Themes like shame, which alienates us and makes us feel both judged and judging, bigotry and the archetype of hell divide us. These themes inherently imply a reality where some can be loved, and the rest are not worthy. These techniques are tools of dualism meant to divide the whole into many, divide reality, set us apart from ourselves, our neighbors, and the Source.
The truth is, we are worthy. There is nothing that inherently separates us, and illusions of division are just that. We see now that what has worked in Christianity is integration, wholeness, and forgiveness.
In integration, the fragmented pieces of so many souls are brought back to one Soul, that of Christ Consciousness. It is not an extraordinary realization or an illuminating aura or even something that has to be worked towards through heavy devotion. It is This Moment in all of its infinite glory.
The church’s history has taught us time and time again that the practices that haven’t worked are those that break us apart. Best practices bring us together. In reaching a true reformation of Christianity, we strive towards wholeness and integration.
A Fundamental Reformation of Christianity
When we put Christianity in terms of a belief system, it becomes inherently dualistic and divisive. To believe is to create an abstraction of reality and assume that abstraction is the only possible way of viewing reality.

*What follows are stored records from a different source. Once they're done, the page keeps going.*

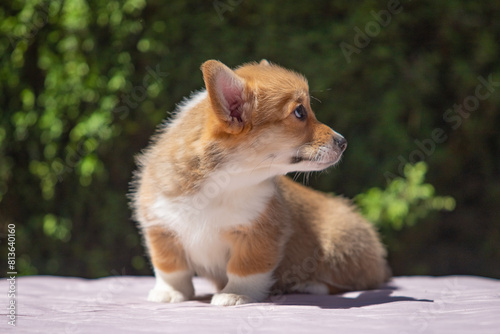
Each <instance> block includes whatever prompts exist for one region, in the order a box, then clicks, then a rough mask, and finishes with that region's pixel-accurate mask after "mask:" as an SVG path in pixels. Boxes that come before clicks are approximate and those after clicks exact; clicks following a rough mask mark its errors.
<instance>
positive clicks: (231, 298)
mask: <svg viewBox="0 0 500 334" xmlns="http://www.w3.org/2000/svg"><path fill="white" fill-rule="evenodd" d="M253 302H254V300H253V299H252V298H250V297H248V296H244V295H237V294H234V293H216V294H215V295H214V296H213V297H212V302H211V304H212V305H218V306H234V305H242V304H248V303H253Z"/></svg>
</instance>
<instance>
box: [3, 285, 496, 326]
mask: <svg viewBox="0 0 500 334" xmlns="http://www.w3.org/2000/svg"><path fill="white" fill-rule="evenodd" d="M194 283H195V289H196V292H197V296H201V297H198V300H194V301H188V302H184V303H180V304H162V303H153V302H148V301H146V296H147V293H148V291H149V289H150V288H151V287H152V286H153V284H154V279H153V278H152V277H130V276H116V277H106V278H101V279H94V280H87V279H81V278H64V277H51V276H32V277H19V278H17V304H18V310H17V321H16V327H15V328H12V327H11V326H9V325H8V324H7V320H8V319H7V317H6V314H7V311H6V305H7V302H8V300H7V292H6V291H7V289H8V288H7V283H6V280H5V279H3V280H2V282H1V284H0V291H4V292H3V293H2V294H1V295H0V301H1V305H2V306H1V311H0V313H1V314H2V317H1V318H0V319H1V320H0V321H1V323H0V333H189V334H191V333H214V334H215V333H216V334H225V333H227V334H232V333H235V334H237V333H279V334H281V333H350V334H351V333H362V334H365V333H384V334H386V333H500V280H494V279H486V278H481V277H473V276H449V277H438V278H435V277H424V276H413V277H397V278H394V279H393V281H392V282H390V283H389V284H387V285H386V286H384V287H383V288H381V289H379V290H373V291H364V292H350V293H346V294H343V295H335V296H313V295H285V296H281V297H280V298H278V299H277V300H274V302H271V301H267V302H264V303H257V304H248V305H241V306H236V307H219V306H212V305H210V304H209V300H210V294H211V293H213V292H214V290H213V287H212V286H211V284H210V283H209V282H207V281H205V280H203V279H199V278H196V279H195V280H194Z"/></svg>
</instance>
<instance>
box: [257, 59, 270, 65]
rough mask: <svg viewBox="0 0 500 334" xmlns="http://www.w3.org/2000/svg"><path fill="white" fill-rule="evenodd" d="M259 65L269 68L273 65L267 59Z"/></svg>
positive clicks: (263, 61) (262, 60)
mask: <svg viewBox="0 0 500 334" xmlns="http://www.w3.org/2000/svg"><path fill="white" fill-rule="evenodd" d="M259 65H262V66H269V65H271V64H269V62H268V61H267V60H266V59H262V60H261V61H260V63H259Z"/></svg>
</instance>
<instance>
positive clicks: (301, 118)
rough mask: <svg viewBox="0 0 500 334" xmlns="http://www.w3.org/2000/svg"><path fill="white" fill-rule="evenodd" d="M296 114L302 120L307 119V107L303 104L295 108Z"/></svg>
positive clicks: (295, 114)
mask: <svg viewBox="0 0 500 334" xmlns="http://www.w3.org/2000/svg"><path fill="white" fill-rule="evenodd" d="M293 112H294V114H295V117H297V118H298V119H300V120H305V119H306V116H307V111H306V108H304V106H303V105H302V104H301V105H299V106H298V107H297V108H295V110H294V111H293Z"/></svg>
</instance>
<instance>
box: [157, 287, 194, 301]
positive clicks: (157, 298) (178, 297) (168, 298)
mask: <svg viewBox="0 0 500 334" xmlns="http://www.w3.org/2000/svg"><path fill="white" fill-rule="evenodd" d="M188 299H189V297H186V296H185V295H183V294H182V293H181V292H179V291H175V290H160V289H152V290H151V291H149V295H148V301H150V302H159V303H180V302H183V301H186V300H188Z"/></svg>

In saying “we believe,” we have already boxed ourselves into a limited model of the world. As a belief system, Christianity does two things very well. It helps us form identities with its own model of reality and helps divide us against anyone who doesn’t hold the same models.
In saying “we believe,” we do so as a means to an end. We believe this to get that, whether it be eternal life, saving the planet, or a million dollars. In believing solely in one model of reality, we stand above reality, ignoring this moment’s wholeness and controlling it with those beliefs.
This moment is the only reality, the wholeness of existence. We can ignore reality with powerful tools of disintegration and dissatisfaction, employing memories and projections of the future to take us away from Right Now.
But Christ taught us that the kingdom of God is already here. There is nothing to believe about it, just open your eyes and breathe. Because we’re already in heaven, silly, heaven is right now. Hell can also be right now if we choose to employ the tools that separate reality into imperceivable abstractions.
We at the Liturgists are curating and offering tools that bring us back into this moment. Our aim in this reformation is to expound the Way of Christ, the way of forgiveness, re-membering, integration, love, and dualism becoming wholeness.
Reformation is integration at this moment. This moment is always happening right now.